Perubahan Iklim, Manusia, dan Penciptaan Bencana

Redaksi
17 December 2025 18:30

Warga terdampak banjir bandang dan longsor di Aceh, Sumut, Sumbar. Dok: Bloomberg
Warga terdampak banjir bandang dan longsor di Aceh, Sumut, Sumbar. Dok: Bloomberg

Bloomberg Technoz, Jakarta - Platform pemantau cuaca ekstrem ClimaMeter menilai penyebab banjir bandang dan tanah longsor yang terjadi di Aceh, Sumatera Utara (Sumut), dan Sumatera Barat (Sumbar) berkaitan dengan perubahan iklim akibat ulah manusia. 

Hal ini berdasarkan penelitian yang dilakukan oleh Tommaso Alberti dari Institut Geofisika dan Vulkanologi Nasional Italia (INGV), Davide Faranda dari Institut Pierre Simon Laplace (IPSL) dan Lembaga Ilmu Pengetahuan Perancis (CNRS), Valerio Lucarini dari Universitas Leicester Inggris, dan Gianmarco Mengaldo dari National University of Singapore (NUS), yang telah dirilis di Zenodo pada 4 Desember 2025.
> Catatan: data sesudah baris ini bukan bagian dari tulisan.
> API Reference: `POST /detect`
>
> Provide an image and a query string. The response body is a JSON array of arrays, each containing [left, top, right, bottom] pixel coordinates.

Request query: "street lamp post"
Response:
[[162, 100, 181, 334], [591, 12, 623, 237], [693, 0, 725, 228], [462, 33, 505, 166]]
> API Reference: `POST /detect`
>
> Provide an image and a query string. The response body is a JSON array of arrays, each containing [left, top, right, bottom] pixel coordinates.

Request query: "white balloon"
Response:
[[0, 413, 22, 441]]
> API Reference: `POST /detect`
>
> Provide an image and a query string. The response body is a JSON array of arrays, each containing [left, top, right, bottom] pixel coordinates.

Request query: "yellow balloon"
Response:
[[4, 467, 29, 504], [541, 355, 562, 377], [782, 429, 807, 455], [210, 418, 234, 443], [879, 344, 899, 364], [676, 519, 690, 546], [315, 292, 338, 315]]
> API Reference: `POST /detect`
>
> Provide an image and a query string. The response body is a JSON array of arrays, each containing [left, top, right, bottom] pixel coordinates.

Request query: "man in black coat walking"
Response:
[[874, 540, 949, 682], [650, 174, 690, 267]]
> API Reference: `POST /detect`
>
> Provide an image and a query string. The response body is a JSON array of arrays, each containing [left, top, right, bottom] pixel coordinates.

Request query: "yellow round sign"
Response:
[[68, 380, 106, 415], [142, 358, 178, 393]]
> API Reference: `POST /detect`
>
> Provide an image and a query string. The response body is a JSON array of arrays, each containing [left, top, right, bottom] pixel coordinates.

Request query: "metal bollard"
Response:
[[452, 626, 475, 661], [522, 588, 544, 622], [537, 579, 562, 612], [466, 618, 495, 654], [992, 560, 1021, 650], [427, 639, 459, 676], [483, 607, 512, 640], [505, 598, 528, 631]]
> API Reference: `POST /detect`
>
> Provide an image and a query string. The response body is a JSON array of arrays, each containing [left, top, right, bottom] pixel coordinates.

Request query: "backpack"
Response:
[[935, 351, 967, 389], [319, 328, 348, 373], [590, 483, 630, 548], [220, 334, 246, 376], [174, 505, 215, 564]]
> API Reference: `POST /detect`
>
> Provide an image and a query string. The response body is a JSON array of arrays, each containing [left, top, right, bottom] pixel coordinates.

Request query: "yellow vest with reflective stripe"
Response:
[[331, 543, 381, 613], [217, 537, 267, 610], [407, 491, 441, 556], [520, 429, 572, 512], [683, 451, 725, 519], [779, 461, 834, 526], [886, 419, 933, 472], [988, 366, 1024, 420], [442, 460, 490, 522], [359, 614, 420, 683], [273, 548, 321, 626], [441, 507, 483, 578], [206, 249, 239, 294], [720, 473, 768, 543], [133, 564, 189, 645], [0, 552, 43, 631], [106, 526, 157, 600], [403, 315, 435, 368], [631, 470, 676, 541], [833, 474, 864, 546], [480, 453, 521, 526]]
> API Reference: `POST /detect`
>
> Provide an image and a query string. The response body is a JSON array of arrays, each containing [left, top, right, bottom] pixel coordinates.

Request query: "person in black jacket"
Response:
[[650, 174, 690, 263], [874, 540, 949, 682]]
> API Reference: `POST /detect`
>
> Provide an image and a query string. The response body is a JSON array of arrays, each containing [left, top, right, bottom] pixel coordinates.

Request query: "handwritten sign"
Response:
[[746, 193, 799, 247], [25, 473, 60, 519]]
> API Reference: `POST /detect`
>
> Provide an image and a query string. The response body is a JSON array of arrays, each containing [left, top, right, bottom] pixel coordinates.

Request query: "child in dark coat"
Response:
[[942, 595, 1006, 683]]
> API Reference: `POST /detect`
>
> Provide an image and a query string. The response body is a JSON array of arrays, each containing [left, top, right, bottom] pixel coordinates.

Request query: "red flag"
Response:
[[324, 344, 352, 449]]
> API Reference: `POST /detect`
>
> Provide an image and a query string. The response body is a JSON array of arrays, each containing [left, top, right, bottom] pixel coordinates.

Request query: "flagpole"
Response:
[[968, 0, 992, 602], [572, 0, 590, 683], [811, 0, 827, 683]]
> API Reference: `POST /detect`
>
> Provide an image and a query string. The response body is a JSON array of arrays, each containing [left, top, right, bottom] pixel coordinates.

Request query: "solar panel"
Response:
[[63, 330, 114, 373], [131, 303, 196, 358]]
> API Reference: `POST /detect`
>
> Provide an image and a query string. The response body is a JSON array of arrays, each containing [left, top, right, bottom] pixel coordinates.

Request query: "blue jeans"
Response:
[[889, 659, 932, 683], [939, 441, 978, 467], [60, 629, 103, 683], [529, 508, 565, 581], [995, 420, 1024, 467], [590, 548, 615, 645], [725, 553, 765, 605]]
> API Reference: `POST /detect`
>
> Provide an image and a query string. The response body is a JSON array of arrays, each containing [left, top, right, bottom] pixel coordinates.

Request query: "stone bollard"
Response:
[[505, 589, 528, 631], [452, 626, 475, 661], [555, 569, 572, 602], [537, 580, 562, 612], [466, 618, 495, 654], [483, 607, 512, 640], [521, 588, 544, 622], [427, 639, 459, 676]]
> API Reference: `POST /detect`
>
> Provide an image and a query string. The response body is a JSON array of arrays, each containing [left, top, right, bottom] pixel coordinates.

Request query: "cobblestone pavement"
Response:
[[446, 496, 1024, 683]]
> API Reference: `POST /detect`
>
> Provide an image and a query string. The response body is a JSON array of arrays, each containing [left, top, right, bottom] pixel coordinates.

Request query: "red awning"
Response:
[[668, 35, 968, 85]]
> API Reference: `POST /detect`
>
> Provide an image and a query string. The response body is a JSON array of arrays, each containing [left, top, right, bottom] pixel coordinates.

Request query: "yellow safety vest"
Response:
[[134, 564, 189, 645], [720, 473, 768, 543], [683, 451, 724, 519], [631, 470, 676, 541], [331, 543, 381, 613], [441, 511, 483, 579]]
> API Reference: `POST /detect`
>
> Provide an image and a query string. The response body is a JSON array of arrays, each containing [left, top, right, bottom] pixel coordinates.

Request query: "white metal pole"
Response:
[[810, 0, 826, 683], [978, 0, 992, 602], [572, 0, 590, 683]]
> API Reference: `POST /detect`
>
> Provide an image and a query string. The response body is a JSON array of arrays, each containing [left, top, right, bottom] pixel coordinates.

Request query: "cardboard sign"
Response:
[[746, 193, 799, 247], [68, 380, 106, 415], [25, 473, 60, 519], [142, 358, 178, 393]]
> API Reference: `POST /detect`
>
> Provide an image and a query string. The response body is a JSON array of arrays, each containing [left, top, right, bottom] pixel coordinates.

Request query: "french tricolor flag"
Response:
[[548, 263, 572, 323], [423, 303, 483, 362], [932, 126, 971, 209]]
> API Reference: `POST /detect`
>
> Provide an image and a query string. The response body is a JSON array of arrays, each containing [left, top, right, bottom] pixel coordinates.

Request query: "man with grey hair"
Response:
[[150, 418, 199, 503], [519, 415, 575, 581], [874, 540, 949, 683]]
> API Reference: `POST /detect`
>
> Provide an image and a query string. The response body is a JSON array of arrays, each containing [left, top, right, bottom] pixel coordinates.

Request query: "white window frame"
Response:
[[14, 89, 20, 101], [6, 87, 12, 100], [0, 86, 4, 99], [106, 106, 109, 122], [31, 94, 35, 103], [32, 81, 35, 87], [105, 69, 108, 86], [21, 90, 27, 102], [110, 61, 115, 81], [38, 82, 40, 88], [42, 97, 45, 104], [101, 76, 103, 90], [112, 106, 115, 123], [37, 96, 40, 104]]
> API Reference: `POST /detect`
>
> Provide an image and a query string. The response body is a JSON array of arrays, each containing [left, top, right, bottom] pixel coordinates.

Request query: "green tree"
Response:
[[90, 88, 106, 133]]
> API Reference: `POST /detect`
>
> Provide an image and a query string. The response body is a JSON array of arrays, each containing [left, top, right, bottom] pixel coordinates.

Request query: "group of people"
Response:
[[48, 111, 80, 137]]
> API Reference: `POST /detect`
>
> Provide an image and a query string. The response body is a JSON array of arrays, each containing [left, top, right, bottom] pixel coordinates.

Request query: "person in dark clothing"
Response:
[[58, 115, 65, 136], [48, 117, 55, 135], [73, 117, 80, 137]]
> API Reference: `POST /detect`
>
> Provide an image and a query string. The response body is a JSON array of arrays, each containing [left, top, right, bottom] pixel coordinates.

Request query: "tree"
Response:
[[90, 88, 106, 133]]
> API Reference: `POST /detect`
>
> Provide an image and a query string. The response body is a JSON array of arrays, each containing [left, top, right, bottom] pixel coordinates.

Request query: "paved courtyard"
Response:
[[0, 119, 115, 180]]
"Kami menafsirkan banjir di Indonesia sebagai peristiwa yang dipicu oleh kondisi meteorologi yang sangat luar biasa, yang karakteristiknya dapat dikaitkan dengan perubahan iklim yang disebabkan oleh manusia," tulis ClimaMeter, dikutip dalam laman resminya, Rabu (17/12/2025).


Berdasarkan catatan Badan Nasional Penanggulangan Bencana (BNPB), jumlah korban meninggal dunia tercatat sebesar 1.053 jiwa dan 200 orang masih hilang hingga Selasa (16/12/2025) akibat banjir bandang dan tanah longsor di tiga provinsi tersebut di Pulau Sumatera.

Para peneliti menuturkan, pada akhir November 2025, pulau Sumatera di Indonesia dilanda hujan monsun yang luar biasa dan badai tropis langka yang disebut Siklon Tropis Senyar. Hal ini menyebabkan banjir bandang dan tanah longsor yang meluas di pelbagai provinsi termasuk Aceh, Sumbar, dan Sumut.